Now, this invocation of mdlj.c produces an XYZ-format trajectory file (just like mclj did). Here, I have
expanded my XYZ-format convention to allow inclusion of velocities in the output file. Inclusion of velocities is
signified by a 1 on the same line as the number of particles (the first line in each frame). If there is a
1 in that position, then each particle line includes three position coordinates and three velocity
components:
$ more traj.xyz 512 1 BOX 8.44534 8.44534 8.44534 16 0.527833 0.527833 0.527833 -0.982352 -0.823300 -1.530590 16 1.583500 0.527833 0.527833 -0.549726 -0.942381 1.363996 16 2.639167 0.527833 0.527833 1.145014 -0.616762 -1.172725 16 3.694834 0.527833 0.527833 1.520337 3.057595 -1.522653 16 4.750501 0.527833 0.527833 -0.541350 -0.144665 -0.919845 16 5.806168 0.527833 0.527833 -0.221483 1.143893 -1.015784 16 6.861835 0.527833 0.527833 5.752205 -1.045603 1.066189 16 7.917502 0.527833 0.527833 0.819532 0.167275 -1.230297 16 0.527833 1.583500 0.527833 -1.062591 2.169692 -1.318921 16 1.583500 1.583500 0.527833 -1.394993 0.055193 1.411530 ...

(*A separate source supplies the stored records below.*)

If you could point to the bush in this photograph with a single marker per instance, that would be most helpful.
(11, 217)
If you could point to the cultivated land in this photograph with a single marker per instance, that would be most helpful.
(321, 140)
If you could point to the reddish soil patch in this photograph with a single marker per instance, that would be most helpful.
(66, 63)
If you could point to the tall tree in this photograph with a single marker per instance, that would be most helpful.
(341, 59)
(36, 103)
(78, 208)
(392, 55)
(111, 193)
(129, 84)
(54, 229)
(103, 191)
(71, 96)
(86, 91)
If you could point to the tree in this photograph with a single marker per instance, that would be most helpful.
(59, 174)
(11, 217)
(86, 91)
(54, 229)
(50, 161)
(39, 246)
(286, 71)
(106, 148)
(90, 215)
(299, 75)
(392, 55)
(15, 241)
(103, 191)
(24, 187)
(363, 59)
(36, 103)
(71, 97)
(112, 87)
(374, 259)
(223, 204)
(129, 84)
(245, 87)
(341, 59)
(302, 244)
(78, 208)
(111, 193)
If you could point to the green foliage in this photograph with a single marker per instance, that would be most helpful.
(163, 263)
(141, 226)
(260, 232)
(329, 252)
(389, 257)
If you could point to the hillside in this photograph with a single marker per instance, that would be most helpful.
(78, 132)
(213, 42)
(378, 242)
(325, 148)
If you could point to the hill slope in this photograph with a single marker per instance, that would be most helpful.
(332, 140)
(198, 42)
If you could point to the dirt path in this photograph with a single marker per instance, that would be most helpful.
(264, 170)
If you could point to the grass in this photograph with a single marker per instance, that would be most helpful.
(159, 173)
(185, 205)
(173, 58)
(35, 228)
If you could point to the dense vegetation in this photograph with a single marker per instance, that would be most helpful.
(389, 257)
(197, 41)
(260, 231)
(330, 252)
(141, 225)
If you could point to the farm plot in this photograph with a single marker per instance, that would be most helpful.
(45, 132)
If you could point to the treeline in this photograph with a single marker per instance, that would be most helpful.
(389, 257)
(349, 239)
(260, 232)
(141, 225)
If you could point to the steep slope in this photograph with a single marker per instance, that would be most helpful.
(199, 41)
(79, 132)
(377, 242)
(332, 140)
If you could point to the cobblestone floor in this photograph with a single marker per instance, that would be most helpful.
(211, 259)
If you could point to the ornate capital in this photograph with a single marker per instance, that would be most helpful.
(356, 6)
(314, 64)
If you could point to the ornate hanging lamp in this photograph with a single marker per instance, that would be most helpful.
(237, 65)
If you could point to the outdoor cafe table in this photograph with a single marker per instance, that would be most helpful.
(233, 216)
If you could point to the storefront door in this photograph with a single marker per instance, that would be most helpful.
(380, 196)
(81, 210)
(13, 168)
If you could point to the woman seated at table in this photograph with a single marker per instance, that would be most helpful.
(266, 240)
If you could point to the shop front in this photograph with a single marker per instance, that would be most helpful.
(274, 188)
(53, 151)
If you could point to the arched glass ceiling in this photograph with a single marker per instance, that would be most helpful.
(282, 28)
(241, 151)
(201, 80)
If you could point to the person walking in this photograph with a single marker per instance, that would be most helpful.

The number “16” at the beginning designates the “type” as an atomic number; for simplicity, I have decided to
call all of my particles sulfur. (XYZ format is often used for atomically-specific configurations.) The functions
xyz_out() and xyz_in() write and read this format, respectively, in mdlj.c. We will use these functions in
other programs as well, typically those which analyze configuration data. Examples of such analysis codes are
the subjects of the next two sections.
At this point, you can’t do much with all this data, except appreciate just how much data an MD code can produce. In this example, we generated 100 frames of configuration data (positions and velocities) for a 512-atoms system, and the resulting trajectory file is about 3.5 megabytes in size. Of course, that file size scales with both the number of particles and the number of frames it contains. It is not unusual nowadays for researchers to use MD to produce hundreds of gigabytes of configuration data in order to write a single paper. It leads one to think that perhaps a lesson on handling large amounts of data is appropriate for a course on Molecular Simulation; however, I’ll forego that for now by trying to keep our sample exercises small.
One thing we can do with this data is make nice pictures using VMD. Below are two renderings, one of the initial snapshot, and the other at time \(t\) = 1 (1000 time steps). Notice how the initially perfect crystalline lattice has been wiped out.